Five recalled memories returns 82% confidence. Fewer returns proportionally less. It never hits 100% — the agent shouldn't be that certain. This number grows as a visible meter in the UI as you log more decisions, communicating one clear thing: the more you put in, the smarter it gets.

What the Insights Page Actually Shows

After 17 decisions, the insights page surfaces three patterns in plain English: Operations decisions succeed 60% of the time, Marketing is the best performing category, and Finance is where mistakes cluster. These aren't generated by Gemini on demand — they're calculated from the SQLite decisions table and updated every time a new decision is logged.

The memory confidence bar sits at 55% here. At 17 decisions logged it hasn't peaked — the system is honest that it needs more signal. That bar is the clearest UI expression of something true about memory-powered agents: they're not useful immediately. They're useful after you've given them enough to work with.

What I'd Do Differently

Make the memory visible first. The split layout with the live memory feed — showing which memories were recalled and highlighting them when the agent uses them — was the last UI feature I built. It should have been the first. Without it, the memory layer is invisible, and an invisible memory layer is indistinguishable from no memory layer at all. Users, collaborators, and anyone evaluating the system need to see it working. Don't make them take it on faith.

Build the fallback before you need it. The mock memory store and SQLite fallback in the ask route are not production code — they exist to keep the system running when Hindsight is unavailable or misconfigured. I needed them more than once during development and during a live demo. Write them first.

Be honest about the cold start. The agent isn't useful on day one. With 2 or 3 decisions logged, recall is shallow and advice reflects that. With 15 or 20, patterns emerge that the user couldn't have articulated themselves. The confidence meter is one way to communicate this — it starts low and grows. Set the expectation early.

The content string is more important than the prompt. I spent most of my tuning time on the Gemini system prompt and almost none on what I was retaining. It should have been the opposite. Structured, specific retained content produces precise recall. Loose content produces noise. The retrieval quality ceiling is set by what you put into Hindsight, not by how clever your prompt is.
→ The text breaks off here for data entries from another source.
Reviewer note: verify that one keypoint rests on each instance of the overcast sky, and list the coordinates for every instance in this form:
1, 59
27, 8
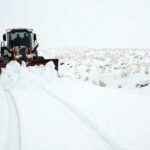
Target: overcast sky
81, 23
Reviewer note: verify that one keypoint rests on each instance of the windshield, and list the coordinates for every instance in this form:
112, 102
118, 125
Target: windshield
19, 38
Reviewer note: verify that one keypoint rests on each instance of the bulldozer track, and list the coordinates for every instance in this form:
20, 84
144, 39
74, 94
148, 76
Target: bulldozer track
12, 105
85, 121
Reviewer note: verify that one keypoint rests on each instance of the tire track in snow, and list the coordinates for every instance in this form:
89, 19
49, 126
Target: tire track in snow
13, 110
82, 118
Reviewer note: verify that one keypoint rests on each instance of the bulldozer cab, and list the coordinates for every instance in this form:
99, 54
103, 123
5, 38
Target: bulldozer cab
19, 37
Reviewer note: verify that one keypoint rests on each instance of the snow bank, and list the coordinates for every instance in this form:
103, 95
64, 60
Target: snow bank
64, 113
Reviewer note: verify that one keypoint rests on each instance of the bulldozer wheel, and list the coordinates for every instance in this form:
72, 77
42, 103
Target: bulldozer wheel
40, 58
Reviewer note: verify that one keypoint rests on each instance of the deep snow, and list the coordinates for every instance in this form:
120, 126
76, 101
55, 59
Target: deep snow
38, 110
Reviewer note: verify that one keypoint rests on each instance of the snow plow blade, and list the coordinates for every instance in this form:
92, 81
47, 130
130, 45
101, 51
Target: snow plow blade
35, 62
43, 62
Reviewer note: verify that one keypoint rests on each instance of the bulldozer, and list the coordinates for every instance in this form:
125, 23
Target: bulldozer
21, 44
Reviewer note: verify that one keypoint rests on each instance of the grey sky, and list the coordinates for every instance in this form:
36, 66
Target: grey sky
85, 23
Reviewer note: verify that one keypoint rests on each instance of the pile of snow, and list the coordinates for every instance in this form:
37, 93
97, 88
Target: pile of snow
38, 110
117, 68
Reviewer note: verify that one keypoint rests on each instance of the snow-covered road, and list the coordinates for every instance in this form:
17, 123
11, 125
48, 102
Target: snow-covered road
40, 111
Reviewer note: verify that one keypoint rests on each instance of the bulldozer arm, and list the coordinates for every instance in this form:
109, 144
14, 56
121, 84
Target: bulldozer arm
35, 62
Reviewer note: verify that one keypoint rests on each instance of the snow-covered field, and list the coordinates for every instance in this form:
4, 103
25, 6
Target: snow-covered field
100, 102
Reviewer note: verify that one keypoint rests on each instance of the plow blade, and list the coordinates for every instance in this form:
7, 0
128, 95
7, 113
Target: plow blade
35, 62
43, 62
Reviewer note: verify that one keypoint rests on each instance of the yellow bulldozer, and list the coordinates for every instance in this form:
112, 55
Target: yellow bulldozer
21, 44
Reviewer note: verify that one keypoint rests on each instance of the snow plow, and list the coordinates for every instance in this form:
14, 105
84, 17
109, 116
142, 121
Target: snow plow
21, 45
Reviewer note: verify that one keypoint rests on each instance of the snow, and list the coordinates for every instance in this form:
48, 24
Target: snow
98, 102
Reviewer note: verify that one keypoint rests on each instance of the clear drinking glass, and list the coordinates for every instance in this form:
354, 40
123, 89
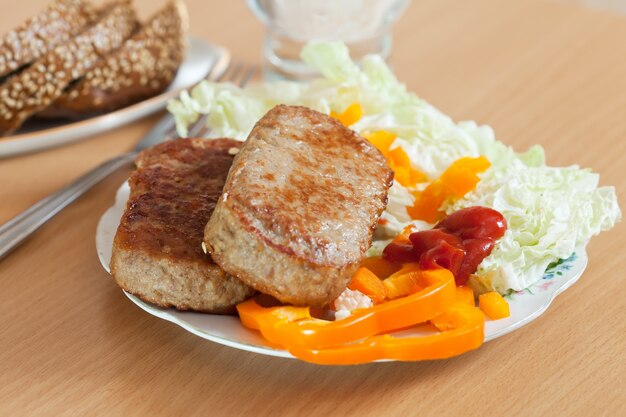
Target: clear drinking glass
363, 25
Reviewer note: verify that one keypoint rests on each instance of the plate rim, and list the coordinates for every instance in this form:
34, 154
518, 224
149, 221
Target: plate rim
85, 129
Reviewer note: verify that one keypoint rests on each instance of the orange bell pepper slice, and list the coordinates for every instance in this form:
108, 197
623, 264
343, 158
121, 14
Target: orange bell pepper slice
494, 305
457, 180
382, 140
381, 267
294, 326
462, 330
350, 115
366, 282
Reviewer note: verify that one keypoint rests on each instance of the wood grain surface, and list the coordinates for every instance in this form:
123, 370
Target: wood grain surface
538, 72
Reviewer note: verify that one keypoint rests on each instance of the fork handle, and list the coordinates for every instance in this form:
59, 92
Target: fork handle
16, 230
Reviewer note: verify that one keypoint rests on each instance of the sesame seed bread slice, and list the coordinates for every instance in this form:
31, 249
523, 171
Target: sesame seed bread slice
36, 87
143, 67
61, 21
Most bad decisions aren't original. They're reruns. The reason people keep making the same mistakes is that nothing in their environment remembers the first time.

Retrospect does. And the longer you use it, the more it knows about the specific ways you tend to go wrong — and right. That's what persistent agent memory makes possible — not a smarter model, but a system that accumulates knowledge about you specifically, and uses it every time you ask.